After embarking on this new journey with God, Kissack chased down three Mexican fisherman who had been lost at sea for more than nine months. He felt drawn to their story because it was a story similar to his own - a story of brokenness and despair, of survival and near-death, of ultimate rescue and restoration. After Kissack tracked down the men through small Mexican villages, he got them to give him the rights to their story and began the process of writing this book and getting their story - a story of hope- out to the world. This is the premise of The Fourth Fisherman. The underlying theme, something that Kissack makes so clear, is that he and the fisherman are simply characters in God's story. And he draws upon their tale of survival to find the strength to be a better character in his own story.
The book is full of exitement and inspiration. It has the power to relate to any reader as it includes the tale of both utter defeat and victory. From his life of success to the gutter and ultimately to a new-found faith, Kissack's story resonates with all people in any stage of life.

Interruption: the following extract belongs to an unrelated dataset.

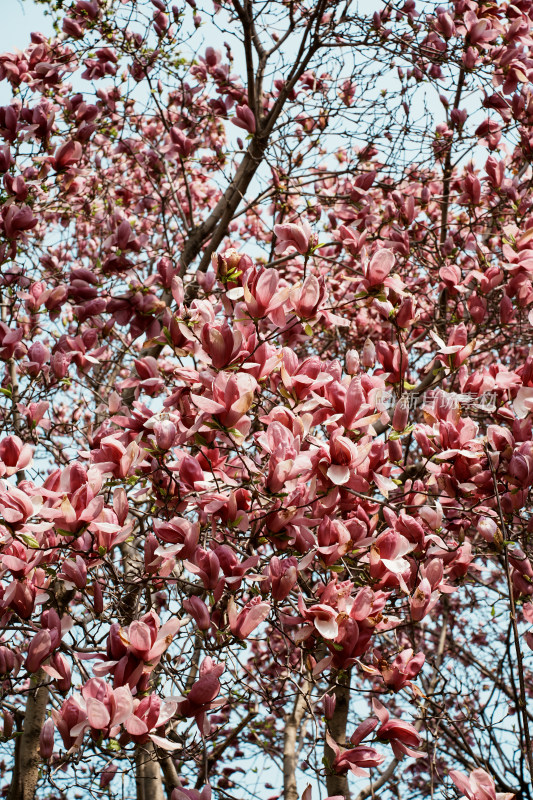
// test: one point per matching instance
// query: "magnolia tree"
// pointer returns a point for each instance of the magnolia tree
(266, 401)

The one thing that seems to be missing from the whole story is salvation through Jesus. Faith in God is heavily relied upon and promoted. Joe finds faith and begins to attend church. The fisherman, while lost at sea, had faith that God would help them. The families of the wanderers lit candles and prayed to the Virgin Mary and had faith that God would answer their prayers. But only a few times throughout the whole book is the name of Jesus mentioned. My question in response to this is: How can a person be truly "saved" if they don't enter into a relationship with Jesus? I applaud Kissack's faith and I deeply respect the place that the Bible and God had in the survival of the fisherman. But I can't help but wonder why Jesus is so clearly missing from the story.
This book is not a theological treatise, nor is it a Gospel presentation. But it does represent a form of Christianity and as such it should be about more than one man's crazy journey through life and through the jungles of Mexico. If Kissack and the fisherman are simply characters in "God's story" then shouldn't Jesus be the hero?
I would recommend this book to anyone wanting to read a gripping and exciting story of defeat and rescue. But the warning I would offer is this: don't take it as gospel. Take it for what it is: a story of one man's battle and three fishermen's miraculous survival.